GNNMark: A Benchmark Suite to Characterize Graph Neural Network Training on GPUs

Abstract

Graph Neural Networks (GNNs) have emerged as a promising class of Machine Learning algorithms to train on non-euclidean data. GNNs are widely used in recommender systems, drug discovery, text understanding, and traffic forecasting. Due to the energy efficiency and high-performance capabilities of GPUs, GPUs are a natural choice for accelerating the training of GNNs. Thus, we want to better understand the architectural and system-level implications of training GNNs on GPUs. Presently, there is no benchmark suite available designed to study GNN training workloads. In this work, we address this need by presenting GNNMark, a feature-rich benchmark suite that covers the diversity present in GNN training workloads, datasets, and GNN frameworks. Our benchmark suite consists of GNN workloads that utilize a variety of different graph-based data structures, including homogeneous graphs, dynamic graphs, and heterogeneous graphs commonly used in a number of application domains that we mentioned above. We use this benchmark suite to explore and characterize GNN training behavior on GPUs.
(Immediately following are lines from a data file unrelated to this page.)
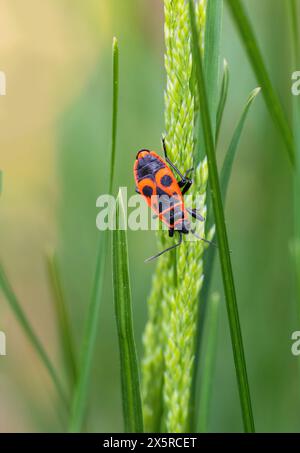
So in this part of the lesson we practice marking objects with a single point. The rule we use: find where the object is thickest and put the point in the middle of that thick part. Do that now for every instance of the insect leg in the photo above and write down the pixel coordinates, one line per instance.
(194, 213)
(166, 250)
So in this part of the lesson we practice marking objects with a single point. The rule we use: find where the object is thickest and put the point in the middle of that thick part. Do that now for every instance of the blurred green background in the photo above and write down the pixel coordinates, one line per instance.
(55, 147)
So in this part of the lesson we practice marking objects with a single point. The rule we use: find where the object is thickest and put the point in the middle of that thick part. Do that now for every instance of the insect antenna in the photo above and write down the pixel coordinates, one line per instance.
(166, 250)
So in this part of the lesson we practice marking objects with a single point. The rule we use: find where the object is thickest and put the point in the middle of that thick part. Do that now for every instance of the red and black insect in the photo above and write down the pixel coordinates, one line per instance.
(163, 193)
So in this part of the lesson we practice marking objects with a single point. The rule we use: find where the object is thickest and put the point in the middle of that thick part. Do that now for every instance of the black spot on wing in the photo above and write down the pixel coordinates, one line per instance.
(148, 166)
(147, 191)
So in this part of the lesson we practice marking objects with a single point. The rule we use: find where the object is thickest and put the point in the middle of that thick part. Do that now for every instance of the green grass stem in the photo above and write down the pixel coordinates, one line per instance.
(90, 332)
(131, 393)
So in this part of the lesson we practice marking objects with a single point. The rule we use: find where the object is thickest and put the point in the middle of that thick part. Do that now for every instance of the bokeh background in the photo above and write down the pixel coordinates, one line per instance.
(55, 144)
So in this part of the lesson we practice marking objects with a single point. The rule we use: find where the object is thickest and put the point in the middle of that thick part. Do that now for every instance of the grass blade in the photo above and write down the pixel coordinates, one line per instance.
(131, 396)
(30, 333)
(115, 51)
(271, 98)
(209, 357)
(230, 155)
(223, 98)
(293, 10)
(212, 41)
(90, 331)
(64, 328)
(224, 253)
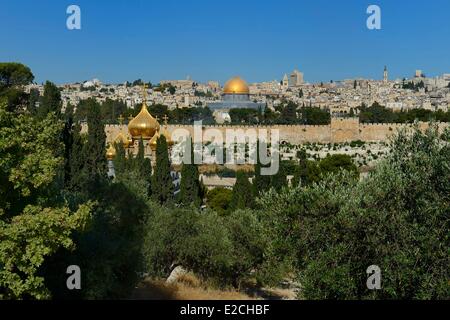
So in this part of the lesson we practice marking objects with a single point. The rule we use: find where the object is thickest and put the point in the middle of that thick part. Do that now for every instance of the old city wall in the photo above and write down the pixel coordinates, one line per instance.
(340, 130)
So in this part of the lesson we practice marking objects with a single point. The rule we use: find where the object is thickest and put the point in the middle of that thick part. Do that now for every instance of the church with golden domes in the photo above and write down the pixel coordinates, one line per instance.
(144, 126)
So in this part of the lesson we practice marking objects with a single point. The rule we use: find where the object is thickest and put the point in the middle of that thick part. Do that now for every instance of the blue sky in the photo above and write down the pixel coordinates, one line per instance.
(215, 40)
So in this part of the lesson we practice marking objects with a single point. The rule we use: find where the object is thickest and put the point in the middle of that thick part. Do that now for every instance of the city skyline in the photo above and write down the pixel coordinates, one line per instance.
(153, 41)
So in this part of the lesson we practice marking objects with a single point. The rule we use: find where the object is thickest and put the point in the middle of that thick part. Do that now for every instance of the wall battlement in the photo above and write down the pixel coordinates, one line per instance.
(339, 130)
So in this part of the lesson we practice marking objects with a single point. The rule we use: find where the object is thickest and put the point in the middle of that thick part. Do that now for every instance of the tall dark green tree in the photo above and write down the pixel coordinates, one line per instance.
(261, 183)
(190, 189)
(120, 160)
(143, 166)
(162, 186)
(96, 164)
(50, 101)
(33, 100)
(76, 181)
(242, 196)
(279, 179)
(12, 77)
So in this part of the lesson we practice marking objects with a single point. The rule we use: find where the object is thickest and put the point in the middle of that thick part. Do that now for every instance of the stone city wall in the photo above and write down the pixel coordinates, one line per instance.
(340, 130)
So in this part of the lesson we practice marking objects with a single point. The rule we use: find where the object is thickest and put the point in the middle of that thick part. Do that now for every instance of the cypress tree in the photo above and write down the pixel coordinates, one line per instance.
(77, 160)
(279, 180)
(120, 160)
(191, 188)
(261, 183)
(96, 164)
(242, 196)
(50, 101)
(162, 185)
(67, 137)
(143, 166)
(32, 100)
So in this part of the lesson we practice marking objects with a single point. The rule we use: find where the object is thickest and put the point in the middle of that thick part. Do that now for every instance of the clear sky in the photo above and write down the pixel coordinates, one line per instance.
(259, 40)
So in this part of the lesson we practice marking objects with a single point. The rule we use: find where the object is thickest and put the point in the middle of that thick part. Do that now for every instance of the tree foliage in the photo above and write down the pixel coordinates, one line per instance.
(397, 219)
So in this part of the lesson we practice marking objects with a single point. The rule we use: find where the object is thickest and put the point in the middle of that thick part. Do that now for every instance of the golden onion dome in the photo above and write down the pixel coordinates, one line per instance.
(143, 125)
(236, 86)
(111, 152)
(121, 138)
(167, 135)
(154, 140)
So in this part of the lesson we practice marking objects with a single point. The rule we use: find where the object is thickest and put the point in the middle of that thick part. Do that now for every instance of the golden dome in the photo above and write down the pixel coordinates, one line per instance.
(154, 140)
(236, 86)
(111, 152)
(143, 125)
(167, 135)
(122, 139)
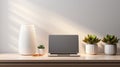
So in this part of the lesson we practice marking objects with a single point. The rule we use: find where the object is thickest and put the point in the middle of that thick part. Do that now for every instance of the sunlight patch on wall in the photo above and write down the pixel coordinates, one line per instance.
(25, 12)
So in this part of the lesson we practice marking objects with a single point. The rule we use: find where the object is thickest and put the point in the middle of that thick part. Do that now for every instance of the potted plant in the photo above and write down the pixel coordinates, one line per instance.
(110, 47)
(91, 46)
(41, 49)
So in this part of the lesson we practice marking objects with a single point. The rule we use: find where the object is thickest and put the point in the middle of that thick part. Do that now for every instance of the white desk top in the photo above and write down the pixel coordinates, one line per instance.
(45, 58)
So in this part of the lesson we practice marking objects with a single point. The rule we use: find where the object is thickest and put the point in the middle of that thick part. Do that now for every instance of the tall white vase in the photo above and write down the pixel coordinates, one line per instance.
(91, 49)
(27, 40)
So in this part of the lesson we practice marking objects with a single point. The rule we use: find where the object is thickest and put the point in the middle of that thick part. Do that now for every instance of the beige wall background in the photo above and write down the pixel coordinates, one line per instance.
(82, 17)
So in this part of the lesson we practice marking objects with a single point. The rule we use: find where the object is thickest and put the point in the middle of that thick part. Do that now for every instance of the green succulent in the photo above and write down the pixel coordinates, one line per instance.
(41, 47)
(110, 39)
(91, 39)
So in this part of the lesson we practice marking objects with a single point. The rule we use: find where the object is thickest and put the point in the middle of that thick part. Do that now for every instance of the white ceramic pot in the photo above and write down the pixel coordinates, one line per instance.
(91, 49)
(27, 40)
(110, 49)
(41, 51)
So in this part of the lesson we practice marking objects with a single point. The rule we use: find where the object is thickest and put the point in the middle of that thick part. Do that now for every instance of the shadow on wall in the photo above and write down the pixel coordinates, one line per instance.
(46, 22)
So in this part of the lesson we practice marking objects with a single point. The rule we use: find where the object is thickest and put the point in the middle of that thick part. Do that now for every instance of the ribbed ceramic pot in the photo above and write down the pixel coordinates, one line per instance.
(41, 51)
(110, 49)
(91, 49)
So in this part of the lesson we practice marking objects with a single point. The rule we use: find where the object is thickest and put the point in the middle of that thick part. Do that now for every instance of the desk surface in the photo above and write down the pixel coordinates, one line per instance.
(45, 58)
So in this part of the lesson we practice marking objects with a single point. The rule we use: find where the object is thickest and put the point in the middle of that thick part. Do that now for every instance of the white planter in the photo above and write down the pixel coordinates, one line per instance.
(41, 51)
(91, 49)
(27, 40)
(110, 49)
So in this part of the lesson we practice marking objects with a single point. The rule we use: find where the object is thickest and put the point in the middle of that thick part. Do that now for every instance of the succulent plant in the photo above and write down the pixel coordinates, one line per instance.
(110, 39)
(41, 47)
(91, 39)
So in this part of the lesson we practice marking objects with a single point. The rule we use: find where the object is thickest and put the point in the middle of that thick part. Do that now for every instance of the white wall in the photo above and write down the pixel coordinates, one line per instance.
(80, 17)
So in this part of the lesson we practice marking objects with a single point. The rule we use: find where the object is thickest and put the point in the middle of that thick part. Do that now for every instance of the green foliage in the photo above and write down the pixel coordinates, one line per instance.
(110, 39)
(41, 47)
(91, 39)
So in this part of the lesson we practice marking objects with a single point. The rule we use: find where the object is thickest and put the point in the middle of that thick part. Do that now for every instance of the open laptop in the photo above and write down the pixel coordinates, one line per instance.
(63, 45)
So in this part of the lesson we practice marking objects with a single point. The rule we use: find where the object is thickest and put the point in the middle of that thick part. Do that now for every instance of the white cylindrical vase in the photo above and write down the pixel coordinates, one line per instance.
(27, 40)
(91, 49)
(110, 49)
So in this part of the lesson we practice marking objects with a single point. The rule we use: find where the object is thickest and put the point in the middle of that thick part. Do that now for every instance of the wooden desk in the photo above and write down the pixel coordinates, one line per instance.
(16, 60)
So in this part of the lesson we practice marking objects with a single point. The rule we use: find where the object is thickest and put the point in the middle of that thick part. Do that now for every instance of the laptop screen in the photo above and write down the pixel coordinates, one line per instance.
(63, 44)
We study a variety of aspects of GNN execution, including both compute and memory behavior, highlighting major bottlenecks observed during GNN training. At the system level, we study various aspects, including the scalability of training GNNs across a multi-GPU system, as well as the sparsity of data, encountered during training. The insights derived from our work can be leveraged by both hardware and software developers to improve both the hardware and software performance of GNN training on GPUs.